A book on the abuses of chiropractic, written by a former chiropractor |
The Centers for Medicare and Medicaid Services (CMS) now releases annual reports of how much it spends, broken down according to the procedures. Their latest data, for the year 2015, reveals that Medicare spent $564,165,721 on pseudoscientific medical practices.
I'm talking about chiropractic and osteopathic manipulation. These are similar but distinct belief systems, both involving bones, and both with little high-quality evidence to back them up. Most people think that chiropractors' spinal "adjustments" can relieve pain from injured or aching backs. It turns out that it's just an elaborate placebo: a back rub at home is likely to work just as well. And that home treatment is probably safer–I'll get to that below.
Osteopathic manipulative therapy (OMT) was invented out of whole cloth in the mid-19th century by Andrew Still. Still believed that every part of the body was linked by a mysterious "myofascial continuity" and that manipulating it could treat a vast range of aches, pains, and other ailments. Most of this is not true. (There is some evidence that OMT can be beneficial in carefully selected cases of lower back pain, but the evidence is quite thin (see this review), and the CMS codes don't distinguish different uses of OMT.)

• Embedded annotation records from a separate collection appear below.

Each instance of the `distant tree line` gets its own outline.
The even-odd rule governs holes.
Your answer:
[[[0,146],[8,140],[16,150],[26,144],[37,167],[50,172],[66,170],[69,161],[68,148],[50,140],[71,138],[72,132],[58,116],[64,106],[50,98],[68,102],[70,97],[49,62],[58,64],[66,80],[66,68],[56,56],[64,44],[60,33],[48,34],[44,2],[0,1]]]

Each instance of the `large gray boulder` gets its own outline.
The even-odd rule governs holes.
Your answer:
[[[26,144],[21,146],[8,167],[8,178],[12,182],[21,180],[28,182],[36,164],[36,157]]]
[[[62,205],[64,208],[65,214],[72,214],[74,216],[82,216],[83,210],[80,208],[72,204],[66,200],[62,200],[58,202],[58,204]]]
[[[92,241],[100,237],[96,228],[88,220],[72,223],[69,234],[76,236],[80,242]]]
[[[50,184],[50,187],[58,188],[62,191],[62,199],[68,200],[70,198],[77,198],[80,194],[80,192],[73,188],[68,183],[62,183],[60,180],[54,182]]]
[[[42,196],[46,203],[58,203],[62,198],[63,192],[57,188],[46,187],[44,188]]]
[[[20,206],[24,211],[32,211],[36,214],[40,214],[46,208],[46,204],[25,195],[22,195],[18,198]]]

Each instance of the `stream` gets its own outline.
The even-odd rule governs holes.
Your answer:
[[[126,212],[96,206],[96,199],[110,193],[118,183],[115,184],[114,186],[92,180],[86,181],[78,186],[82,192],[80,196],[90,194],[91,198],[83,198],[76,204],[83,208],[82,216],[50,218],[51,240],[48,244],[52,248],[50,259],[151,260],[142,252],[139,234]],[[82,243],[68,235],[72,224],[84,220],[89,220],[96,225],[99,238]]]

Osteopathic manipulation is what Larry Nassar, the now-convicted sexual predator, claimed he was doing to the hundreds of young girls whom he molested over the years when he was a sports doctor at Michigan State University and a doctor for the U.S. Olympic gymnastics team. (Osteopathic physicians, which is what Nassar was, generally practice real medicine, and I don't mean to suggest that any of them endorse Nassar's awful abuses. However, OMT is a relic of their pseudoscientific past, and Medicare should not be covering it.)
Chiropractic is no better than OMT. It was invented by D.D. Palmer in the 1890s, around the same time that Andrew Still was concocting OMT. Palmer mistakenly believed that misalignments of the spine, which he called subluxations, caused a vast range of health problems, even infectious diseases. As retired chiropractor Samuel Homola has written,
there is "no evidence at all to support chiropractic subluxation theory,"but thanks to clever marketing, chiropractors have convinced millions of people to see them on a regular basis. (See chirobase.org for much, much more.)
Even more alarming is that chiropractic adjustments carry a small but frightening risk of causing a stroke, as a result of tearing the vertebral artery, as I've written about before. In fact, the American Heart Association issued a warning in 2014 that "neck manipulation may be associated with stroke". Not surprisingly, the chiropractors association strenuously denied this, but the evidence speaks otherwise. Indeed, a 2015 study that I described when it appeared showed that Medicare patients–the same cohort whom we are paying half a billion dollars a year to provide chiropractic treatments–suffered a significantly higher risk of stroke after seeing a chiropractor than those who instead saw a real doctor.
And a 2003 study in the journal Neurology show an equally alarming increased risk of stroke due to tears in the vertebral artery after chiropractic in younger patients. The lead author of that study, Dr. Wade Smith, warned that
"physicians and patients should be aware of spinal manipulation therapy as a rare but potentially causal factor in stroke."[Update: note that a 2016 study, in the journal Cureus, found that the link between chiropractic neck manipulation and arterial dissection was not causal; i.e., that chiropractic did not appear to cause arterial tears. However, concerns remain, as demonstrated in this 2017 case report of cerebral hemorrhage following chiropractic activator treatment.]
The 2015 numbers from the Centers for Medicare and Medicaid Services show that the vast majority of the wasted funds, $545 million, went to chiropractic treatments, with another $19 million going to osteopathic manipulation. Neither amount is justified by scientific evidence.
Let's stop wasting our money on procedures that don't help, and may harm, Medicare patients. If we want to help patients, let's insist that Medicare spend our money on real medicine.